The naturalist study continues. I'm seeing how it all fits together as one expert after another comes in and shares their knowledge and experience with us. I'm carefully charting this work so that I can build on it with my team next year. I also want to find ways to use the data and information with regard to the math program.
Reaching Out to Local Environmental Organizations
Several years ago in an attempt to deepen field studies, I reached out to a large number of environmental organizations. Massachusetts Audubon's Drumlin Farm Education Director, Robin Stuart, reached back. Since that time Robin and I have worked together to design a large number of learning experiences. Each year we build on the experiences of the past year to make it better. Robin also invited our school to be part of their SUASCO grant, a grant funded by Nyanza that engages students in the study of the SUASCO Watershed
Wayland Public Schools Foundation Grant (WPSF) and PTO
During the summer I worked with my colleagues to write a grant to fund materials to enrich our study. WPSF funded a number of naturalist exploration materials including magnifying lenses, tanks, nets, and fake scat. The PTO further supported this effort by paying for environmental experts to come to teach the students and teachers as well as more materials such as tank pumps, tubing, and buckets.

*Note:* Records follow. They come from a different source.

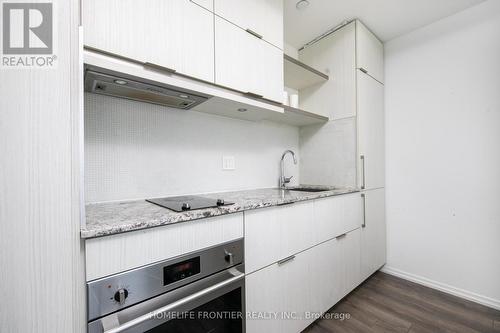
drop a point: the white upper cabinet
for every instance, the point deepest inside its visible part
(373, 233)
(176, 34)
(334, 55)
(208, 4)
(370, 52)
(246, 63)
(370, 132)
(337, 215)
(261, 17)
(275, 233)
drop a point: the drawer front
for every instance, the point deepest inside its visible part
(337, 215)
(272, 234)
(177, 34)
(264, 17)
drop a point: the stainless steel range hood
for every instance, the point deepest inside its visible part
(117, 86)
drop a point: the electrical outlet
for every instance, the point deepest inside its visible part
(228, 163)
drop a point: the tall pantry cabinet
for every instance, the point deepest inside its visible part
(351, 144)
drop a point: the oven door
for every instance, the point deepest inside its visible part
(213, 304)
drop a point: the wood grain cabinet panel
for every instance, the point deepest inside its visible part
(176, 34)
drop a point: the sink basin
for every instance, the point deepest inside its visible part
(310, 189)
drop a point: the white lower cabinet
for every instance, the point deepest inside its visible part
(373, 232)
(274, 233)
(337, 215)
(287, 296)
(246, 63)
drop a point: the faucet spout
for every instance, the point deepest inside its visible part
(285, 180)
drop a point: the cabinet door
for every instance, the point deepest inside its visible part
(350, 253)
(264, 17)
(370, 52)
(274, 233)
(373, 233)
(335, 55)
(336, 215)
(280, 289)
(371, 132)
(246, 63)
(327, 275)
(264, 294)
(176, 34)
(208, 4)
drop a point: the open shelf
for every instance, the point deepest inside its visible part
(298, 117)
(299, 75)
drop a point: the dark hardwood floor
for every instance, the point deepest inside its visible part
(385, 303)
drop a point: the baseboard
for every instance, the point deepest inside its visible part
(483, 300)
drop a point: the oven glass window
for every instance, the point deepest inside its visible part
(221, 315)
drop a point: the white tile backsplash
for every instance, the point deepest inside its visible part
(138, 150)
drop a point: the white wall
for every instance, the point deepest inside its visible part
(42, 282)
(136, 150)
(443, 154)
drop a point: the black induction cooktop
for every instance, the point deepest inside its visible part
(188, 202)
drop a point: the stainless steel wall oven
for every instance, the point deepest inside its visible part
(200, 292)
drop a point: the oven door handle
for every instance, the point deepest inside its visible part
(171, 306)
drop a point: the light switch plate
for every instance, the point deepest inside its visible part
(228, 163)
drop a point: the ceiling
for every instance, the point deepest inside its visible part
(386, 18)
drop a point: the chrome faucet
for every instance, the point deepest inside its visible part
(285, 180)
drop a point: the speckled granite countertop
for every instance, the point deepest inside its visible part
(116, 217)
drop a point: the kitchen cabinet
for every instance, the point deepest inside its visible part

Science Research and Study
All year my colleagues embedded multiple reading/writing activities to build science vocabulary and knowledge. They helped students develop a strong content foundation related to all science standards. Further during their K-4 years students engaged in a large number of interdisciplinary science learning activities.

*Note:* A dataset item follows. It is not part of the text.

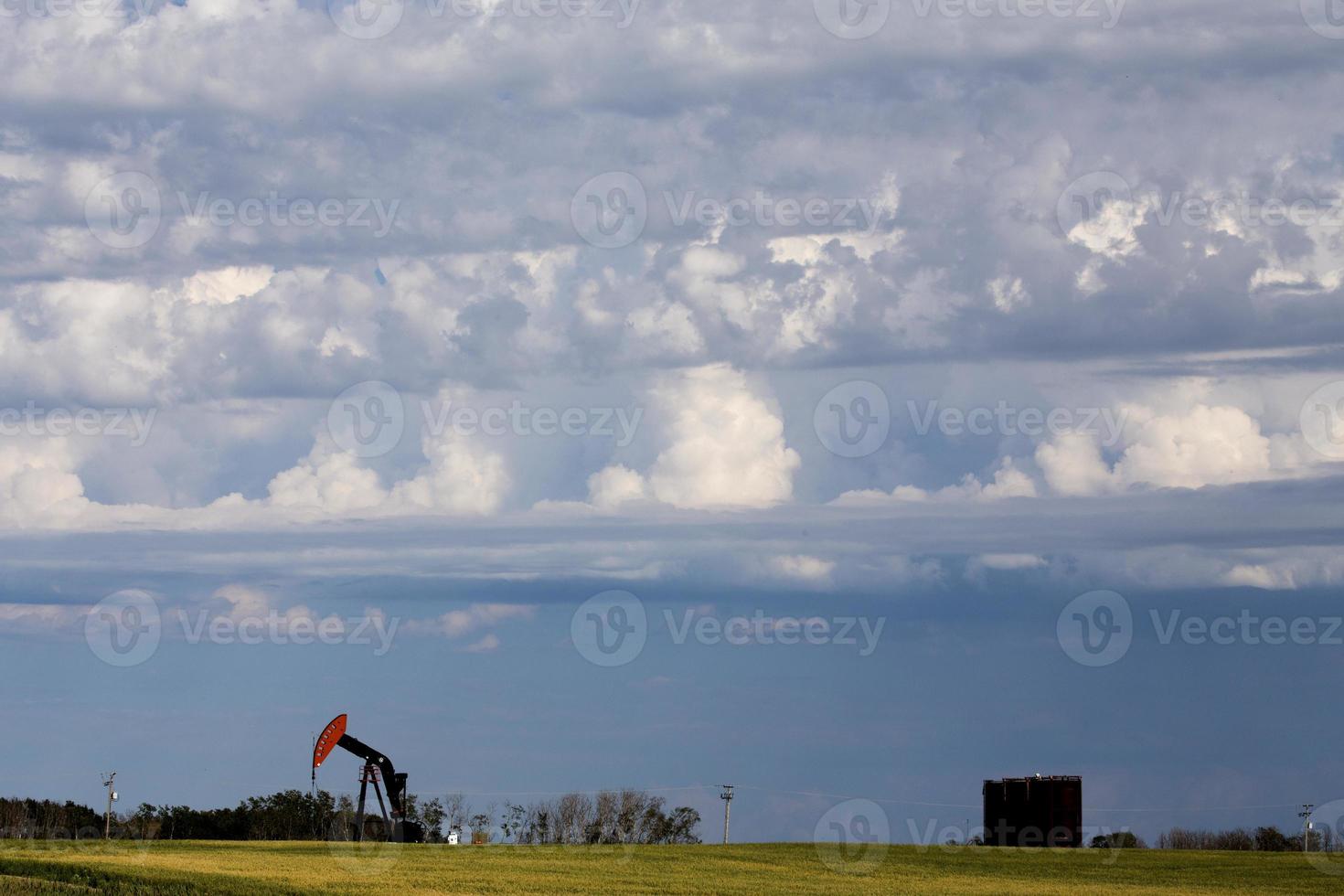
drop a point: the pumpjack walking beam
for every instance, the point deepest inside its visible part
(375, 766)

Getting involved with Drumlin Farm's project to introduce the spadefoot toads into their habitat in Lincoln, Massachusetts created a lot of excitement in the class. The little tadpoles are swimming in the tanks. Students enjoy watching them metamorphosize.
Nature Guide Training
Robin Stuart taught high school students, a parent, and teachers from both the elementary school and high school how to guide young children through the watershed area. She shared a terrific presentation and prepared us well for upcoming nature explorations during an early morning class.
Naturalist Classroom: River Habitats
A Drumlin Farm naturalist and teacher came to the room to introduce students to the wetland/river habitat and watershed. Students explored buckets of river water that were filled with macroinvertebrates. They also observed and learned about a duck and turtle.
Composting experts from Transition Framingham reviewed the energy cycle from sun to producers to consumers and then decomposers with students as they introduced the children to composting. This fit in beautifully with our standards and our school garden program. Students began learning in the classroom and then moved outside to view our school's composting bins and process too.
Grassroots Wildlife Conservation
Today a wonderful expert from Grassroots Wildlife Conservation, Emilie Schuler, came to school to teach students all about the woodfrog and spadefoot toad. She told the story of each animal's habitat, life cycle, and challenges. She gave context with regard to what it means to study animals and how our work with the spadefoot toads is important work. Emilie was a wonderful teacher and storyteller.
Roots and Shoots
Wayland's own Anne Flaherty came in to tell students about her work with Roots and Shoots. She has a TedTalk that explains this work. Later at recess, a couple of students came up to me to tell me that they wanted to start their own Roots and Shoots club so clearly Anne made a BIG impact.
Local Nature Hike
High school students and parents will lead students on a nature walk. During the walk students will look for examples of all that they've been learning about.
Our grade level STEAM projects including building biodomes, cleaning up an oil spill, and filtering water all match this work wonderfully. Students will complete these projects soon, projects that we'll connect to the past classes.
Living Systems Talk
Wayland Green Team member, Wayland Transition Founder, and activist, Dr. Kaat Vander Straeten spoke to students about living systems, environmental activism/responsibility, and the interconnectedness of all living things.
We had an unexpected visit from a NASA engineer who furthered the discussion of living systems and elegant design with regard to space station tools for survival and exploration.
Drumlin Farm and Great Meadows Field Trip
The study will culminate with a short stop at Drumlin Farm to release our spadefoot toads if all goes well, and then a visit to Great Meadows in Concord, Massachusetts where students will venture on an "Amazing Adventure" to discover and learn about the nature all around them in this SUASCO watershed natural preserve.
I wanted to get all these activities down on one page so I can build on the experience in the year to come. As a team we'll see how we can continue to finance the expert visits and further embed our standards into this study.
Students love being apart of real learning, learning that is meaningful, inspiring, and helpful to others. This thread is a keeper, one I will continue to think about. In the meantime, if you have ideas about how to enrich this study, please let me know.